While this works, it is somewhat inflexible in several respects:
- Training routines must be aware of the model architecture in order to select which parameters to freeze
- Specifying that a layer is frozen is often much more convenient to do at model construction time, particularly if the frozen layer is nested deeply inside the model
- It is not clear how the current approach would fit into the functional-style approach which is coming in v0.13, since
Params
would no longer be used at all (would one need to e.g.fmap
over a model and somehow mark specific layers as frozen before passing togradient
?)
For these reasons, I often find myself defining a Frozen
layer (similar to #1001) which looks something like this:
using Flux
using Flux: @adjoint
struct Frozen{F}
f::F
end
Flux.@functor Frozen # need functor for e.g. `fmap`
Flux.trainable(::Frozen) = NamedTuple() # no trainable parameters
# Something like `whitebox_apply` is required to explicitly treat `f` as a "white box":
# propagate gradients through `f`, but treat `f` itself as a constant functor
(l::Frozen)(xs...) = whitebox_apply(l.f, xs...)
whitebox_apply(f, xs...) = f(xs...)
@adjoint function whitebox_apply(f, xs...)
y, J = Flux.pullback(f, xs...)
y, Δ -> (nothing, J(Δ)...)
end
A frozen layer l::Frozen
wraps a functor f
and has two properties:
l(x) = f(x)
is differentiable with respect tox
(as opposed to e.g.l(x) = dropgrad(f(x))
which would treatf(x)
as constant)f
is treated as a constant functor: gradients ofl(x)

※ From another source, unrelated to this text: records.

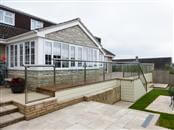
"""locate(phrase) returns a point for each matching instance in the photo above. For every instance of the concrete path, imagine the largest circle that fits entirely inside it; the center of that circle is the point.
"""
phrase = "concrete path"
(91, 116)
(161, 104)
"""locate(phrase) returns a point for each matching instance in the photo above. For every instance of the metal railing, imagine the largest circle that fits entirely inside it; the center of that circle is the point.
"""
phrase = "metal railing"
(72, 73)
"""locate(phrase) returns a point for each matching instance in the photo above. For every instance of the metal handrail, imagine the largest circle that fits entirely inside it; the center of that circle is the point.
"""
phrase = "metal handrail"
(84, 65)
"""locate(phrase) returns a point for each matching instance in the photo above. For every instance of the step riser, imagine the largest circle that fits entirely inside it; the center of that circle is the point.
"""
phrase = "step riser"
(6, 103)
(11, 122)
(8, 112)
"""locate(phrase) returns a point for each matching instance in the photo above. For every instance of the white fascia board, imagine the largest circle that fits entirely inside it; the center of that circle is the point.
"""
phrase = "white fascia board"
(22, 38)
(3, 41)
(109, 56)
(42, 33)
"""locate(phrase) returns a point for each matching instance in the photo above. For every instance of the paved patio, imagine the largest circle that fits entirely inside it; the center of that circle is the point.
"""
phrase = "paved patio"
(91, 116)
(161, 104)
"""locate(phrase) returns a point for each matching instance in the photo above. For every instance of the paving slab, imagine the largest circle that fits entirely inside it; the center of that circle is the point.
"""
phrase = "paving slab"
(161, 104)
(89, 116)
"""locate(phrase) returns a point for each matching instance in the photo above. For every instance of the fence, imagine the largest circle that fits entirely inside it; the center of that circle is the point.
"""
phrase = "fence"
(72, 73)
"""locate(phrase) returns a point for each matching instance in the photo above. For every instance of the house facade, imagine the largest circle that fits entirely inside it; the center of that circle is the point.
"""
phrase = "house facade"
(28, 40)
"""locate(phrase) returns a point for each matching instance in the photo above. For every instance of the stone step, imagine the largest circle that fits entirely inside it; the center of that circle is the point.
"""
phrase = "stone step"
(11, 119)
(5, 103)
(7, 109)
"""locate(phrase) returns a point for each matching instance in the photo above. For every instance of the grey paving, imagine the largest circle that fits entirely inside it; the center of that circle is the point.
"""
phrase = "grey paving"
(147, 121)
(89, 116)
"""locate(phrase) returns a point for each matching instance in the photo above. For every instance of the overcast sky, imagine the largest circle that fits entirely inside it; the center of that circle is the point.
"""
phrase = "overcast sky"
(128, 28)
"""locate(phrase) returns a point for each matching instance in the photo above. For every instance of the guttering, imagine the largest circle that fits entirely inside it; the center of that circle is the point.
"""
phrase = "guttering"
(26, 35)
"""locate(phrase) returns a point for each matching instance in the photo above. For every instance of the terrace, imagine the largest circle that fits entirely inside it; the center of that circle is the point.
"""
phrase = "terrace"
(113, 83)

with respect to parameters internal tof
return zero
Below is some test code to illustrate how this layer should behave:
Examples/tests
x = rand(Float32, 2)
l1 = Dense(2, 3, tanh)
l2 = Dense(3, 4, tanh)
l3 = Dense(4, 2, identity)
m0 = Chain(l1, l2, l3)
m1 = Chain(l1, Frozen(l2), l3) # identical to `m0` but with the middle layer frozen
p0 = Flux.params(m0)
p1 = Flux.params(m1)
pfree = Flux.params(l1, l3)
pfrozen = Flux.params(l2)
# Basics
@assert all(p ∈ p1 for p in pfree) # free params are present
@assert all(p ∉ p1 for p in pfrozen) # frozen params are not
∇p1 = gradient(() -> sum(m1(x)), pfrozen)

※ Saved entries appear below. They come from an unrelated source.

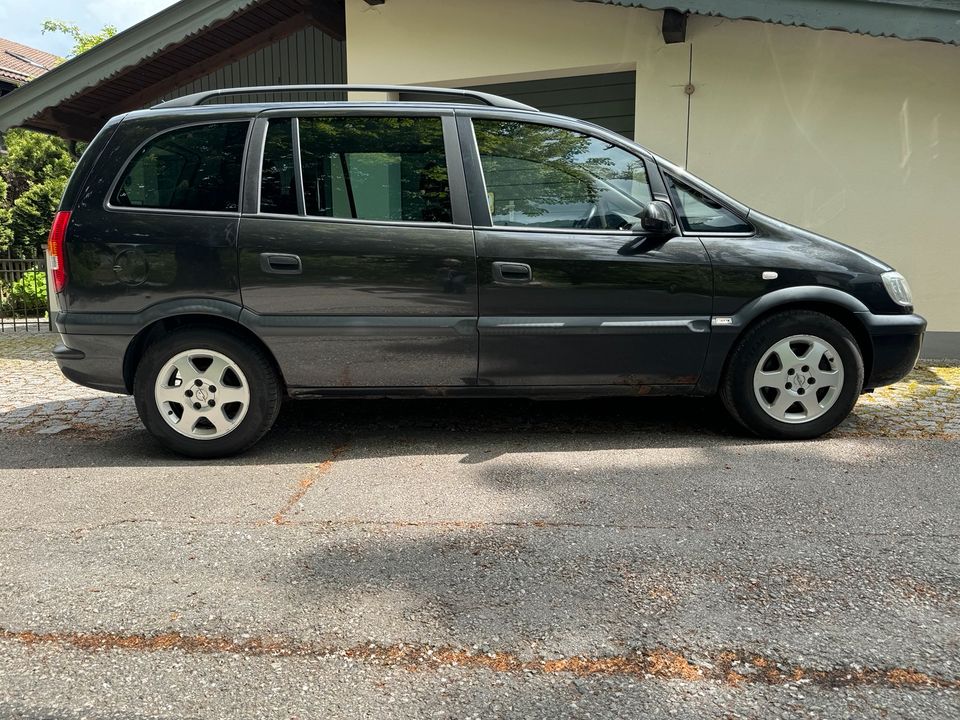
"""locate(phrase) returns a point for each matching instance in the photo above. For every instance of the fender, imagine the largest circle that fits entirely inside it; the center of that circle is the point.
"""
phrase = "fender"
(724, 334)
(129, 324)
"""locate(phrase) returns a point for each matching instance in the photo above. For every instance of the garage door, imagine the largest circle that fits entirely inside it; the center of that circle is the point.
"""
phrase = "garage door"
(607, 99)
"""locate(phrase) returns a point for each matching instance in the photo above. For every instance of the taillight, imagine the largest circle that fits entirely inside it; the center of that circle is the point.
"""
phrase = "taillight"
(56, 249)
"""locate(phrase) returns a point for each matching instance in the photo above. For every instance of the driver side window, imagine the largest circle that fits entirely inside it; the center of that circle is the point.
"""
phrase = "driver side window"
(539, 176)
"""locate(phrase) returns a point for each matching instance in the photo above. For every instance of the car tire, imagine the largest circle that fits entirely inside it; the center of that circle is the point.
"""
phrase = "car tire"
(794, 376)
(205, 394)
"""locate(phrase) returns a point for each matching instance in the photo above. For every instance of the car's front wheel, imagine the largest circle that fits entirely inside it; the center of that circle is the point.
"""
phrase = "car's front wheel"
(204, 393)
(795, 375)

@assert all(∇p1[p] === nothing for p in pfrozen) # frozen params have zero gradients, even if passed to `gradient` explicitly
∇p1 = gradient(() -> sum(m1(x)), p1)
@assert all(haskey(∇p1, p) for p in pfree) # free params have gradients
@assert !any(haskey(∇p1, p) for p in pfrozen) # frozen params do not have gradients
∇p0 = gradient(() -> sum(m0(x)), p0)
@assert all(∇p0[p] ≈ ∇p1[p] for p in pfree) # gradients are equal for free params
# This loss is constant as a function of `pfree`: `m0` and `m1` co-vary exactly as `pfree` changes,
# and therefore the difference `m0(x) - m1(x)` is zero with zero gradient w.r.t. `pfree`.
# However, since `m1` is treated as a constant function of `pfrozen` but `m0` is not,
# the gradient of `m0(x) - m1(x)` is nonzero w.r.t. `pfrozen`.

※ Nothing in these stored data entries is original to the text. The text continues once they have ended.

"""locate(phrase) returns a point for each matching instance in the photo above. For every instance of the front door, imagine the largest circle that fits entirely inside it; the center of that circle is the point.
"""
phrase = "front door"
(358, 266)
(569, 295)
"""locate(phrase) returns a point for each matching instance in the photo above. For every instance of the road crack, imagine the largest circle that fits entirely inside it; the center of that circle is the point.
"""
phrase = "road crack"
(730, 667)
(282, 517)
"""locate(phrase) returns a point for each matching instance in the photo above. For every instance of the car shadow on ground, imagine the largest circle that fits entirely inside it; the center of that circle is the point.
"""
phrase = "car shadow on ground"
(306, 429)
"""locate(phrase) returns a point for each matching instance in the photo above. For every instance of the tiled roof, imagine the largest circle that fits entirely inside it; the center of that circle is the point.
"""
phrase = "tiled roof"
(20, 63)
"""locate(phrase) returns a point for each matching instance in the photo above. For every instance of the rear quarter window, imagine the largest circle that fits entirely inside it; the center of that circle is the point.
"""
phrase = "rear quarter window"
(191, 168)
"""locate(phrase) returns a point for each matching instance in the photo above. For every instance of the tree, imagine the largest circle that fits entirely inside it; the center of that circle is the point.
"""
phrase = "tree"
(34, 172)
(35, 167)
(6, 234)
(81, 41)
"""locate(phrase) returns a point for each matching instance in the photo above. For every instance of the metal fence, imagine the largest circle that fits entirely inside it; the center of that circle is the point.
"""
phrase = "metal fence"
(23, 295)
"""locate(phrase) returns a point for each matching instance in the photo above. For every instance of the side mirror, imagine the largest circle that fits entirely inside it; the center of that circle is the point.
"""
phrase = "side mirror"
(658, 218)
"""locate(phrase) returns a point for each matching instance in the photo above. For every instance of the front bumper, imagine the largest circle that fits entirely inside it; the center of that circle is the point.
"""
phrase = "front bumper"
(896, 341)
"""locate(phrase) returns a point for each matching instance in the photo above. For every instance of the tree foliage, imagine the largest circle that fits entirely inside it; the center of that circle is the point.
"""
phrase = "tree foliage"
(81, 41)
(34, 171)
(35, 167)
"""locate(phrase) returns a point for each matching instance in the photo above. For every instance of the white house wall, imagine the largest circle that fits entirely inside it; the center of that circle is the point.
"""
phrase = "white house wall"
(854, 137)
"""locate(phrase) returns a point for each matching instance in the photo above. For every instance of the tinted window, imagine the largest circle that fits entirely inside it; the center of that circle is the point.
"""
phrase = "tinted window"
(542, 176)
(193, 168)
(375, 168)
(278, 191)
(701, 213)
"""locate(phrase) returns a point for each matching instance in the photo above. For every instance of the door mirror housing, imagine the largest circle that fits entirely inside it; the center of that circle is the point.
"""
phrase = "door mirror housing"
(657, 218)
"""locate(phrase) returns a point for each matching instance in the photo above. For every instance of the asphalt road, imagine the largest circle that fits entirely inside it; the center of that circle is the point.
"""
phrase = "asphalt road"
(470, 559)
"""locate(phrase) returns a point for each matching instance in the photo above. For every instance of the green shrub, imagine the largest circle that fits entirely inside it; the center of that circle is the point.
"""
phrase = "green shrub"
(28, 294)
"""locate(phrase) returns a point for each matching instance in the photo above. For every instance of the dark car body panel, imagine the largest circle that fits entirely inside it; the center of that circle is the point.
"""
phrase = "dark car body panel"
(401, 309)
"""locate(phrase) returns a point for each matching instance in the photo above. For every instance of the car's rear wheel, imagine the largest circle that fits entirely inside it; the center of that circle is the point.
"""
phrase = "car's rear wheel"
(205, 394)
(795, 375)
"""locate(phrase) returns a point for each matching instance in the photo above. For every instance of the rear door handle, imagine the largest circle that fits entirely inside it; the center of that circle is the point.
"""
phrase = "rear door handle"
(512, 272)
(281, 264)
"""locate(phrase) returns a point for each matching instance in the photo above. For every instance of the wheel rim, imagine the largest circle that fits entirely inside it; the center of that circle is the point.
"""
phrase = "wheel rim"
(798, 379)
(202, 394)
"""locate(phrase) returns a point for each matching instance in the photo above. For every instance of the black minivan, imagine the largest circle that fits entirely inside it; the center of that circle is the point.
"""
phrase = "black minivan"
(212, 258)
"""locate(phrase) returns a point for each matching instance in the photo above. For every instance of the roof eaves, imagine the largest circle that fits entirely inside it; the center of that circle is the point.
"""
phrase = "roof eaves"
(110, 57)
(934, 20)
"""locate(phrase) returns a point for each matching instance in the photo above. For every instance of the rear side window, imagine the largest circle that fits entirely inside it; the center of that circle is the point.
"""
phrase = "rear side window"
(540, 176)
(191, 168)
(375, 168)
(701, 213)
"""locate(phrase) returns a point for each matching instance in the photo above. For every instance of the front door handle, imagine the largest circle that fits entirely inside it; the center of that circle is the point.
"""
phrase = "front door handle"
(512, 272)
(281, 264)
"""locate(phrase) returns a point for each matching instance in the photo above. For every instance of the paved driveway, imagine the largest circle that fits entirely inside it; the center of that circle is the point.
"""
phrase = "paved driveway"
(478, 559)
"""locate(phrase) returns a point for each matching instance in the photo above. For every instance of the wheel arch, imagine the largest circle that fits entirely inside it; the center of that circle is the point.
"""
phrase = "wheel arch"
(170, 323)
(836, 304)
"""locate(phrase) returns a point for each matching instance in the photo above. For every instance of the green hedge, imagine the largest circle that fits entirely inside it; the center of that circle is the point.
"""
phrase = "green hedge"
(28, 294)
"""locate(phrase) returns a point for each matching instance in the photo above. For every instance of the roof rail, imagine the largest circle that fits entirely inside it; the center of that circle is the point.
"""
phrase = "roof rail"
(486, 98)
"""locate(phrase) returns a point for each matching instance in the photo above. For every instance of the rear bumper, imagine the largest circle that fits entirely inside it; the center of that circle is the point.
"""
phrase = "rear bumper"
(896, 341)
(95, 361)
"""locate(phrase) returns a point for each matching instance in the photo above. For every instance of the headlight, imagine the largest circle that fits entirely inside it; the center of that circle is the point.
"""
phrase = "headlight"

loss = () -> sum(m0(x) - m1(x))
∇p0 = gradient(loss, p0)
@assert all(iszero(∇p0[p]) for p in pfree) # gradient == 0 for free parameters
@assert !any(iszero(∇p0[p]) for p in pfrozen) # gradient != 0 for frozen parameters
∇p1 = gradient(loss, p1)
@assert all(iszero(∇p1[p]) for p in pfree) # gradient == 0 for free parameters
@assert !any(haskey(∇p1, p) for p in pfrozen) # gradients not present for frozen parameters
@assert all(∇p0[p] ≈ ∇p1[p] for p in pfree) # gradients are equal for free params
If there is interest in including a layer like Frozen
into Flux I would be happy to make a PR. Of course, if there is an easy way to do what I'm describing which I have overlooked, please do let me know and I'll close this issue.